Photo by Yael Shulman. “I noticed pigeon feathers flying everywhere on the ground and I looked up and saw this giant hawk eating a pdgeon for lunch! Here is a picture attached of him I happened to catch on my iPhone looking stoic after he ate the pigeon. I believe it is a Red Tail Hawk! This is on a window right above Cleanport cleaners between 97th and 98th St. and Broadway!”
Re: “Hawks in Manhattan, awesome!”
HAH!! For youse two-legged types, maybe. But, for us four-legged types, NOT SO HOT.
Not interested in becoming a hawk-snack, so I’m headin’ for the subway! Bring donuts…pizza…chikken wings!
The hawk in the first two photos is a juvenile, and so still a year away from the dating scene. The hawk in the third photo might be an adult, possibly from the new CPW nest.

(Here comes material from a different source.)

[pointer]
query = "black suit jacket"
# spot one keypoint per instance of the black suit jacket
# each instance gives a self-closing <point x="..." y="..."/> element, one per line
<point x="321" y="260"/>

In any event, there are two or three pairs of red-tails trying to nest on the Upper West Side and Morningside Heights. The nest at the Cathedral of St. John’s is expecting a hatch any day now.
The status on the new nest on CPW in the 90s is hard to say after the building contractors interfered (perhaps you saw the article in the Post last week?). The female there had laid at least one egg before the trouble; latest I have heard is that the hawks may be trying to build a new nest on a different building.
There are supposed to still be a pair of red-tails in Riverside Park, replacements for the Boat Basin pair who died of rat poisoning, but word on a nesting site has yet to circulate.
do you mean the hawks ate poisined rat, or they ate rat poison?
They ate poisoned rats. Their offspring had also been fed the poisoned rats and died prior to the parents’ deaths.
Hawks in NYC how fantastic. They eat pigeons!! Who knew. A double blessing. We get to see these beautiful birds and solve the overpopulation of pigeons problem at the same time.
Pigeons in NYC seem to be as ubiquitous as the rats.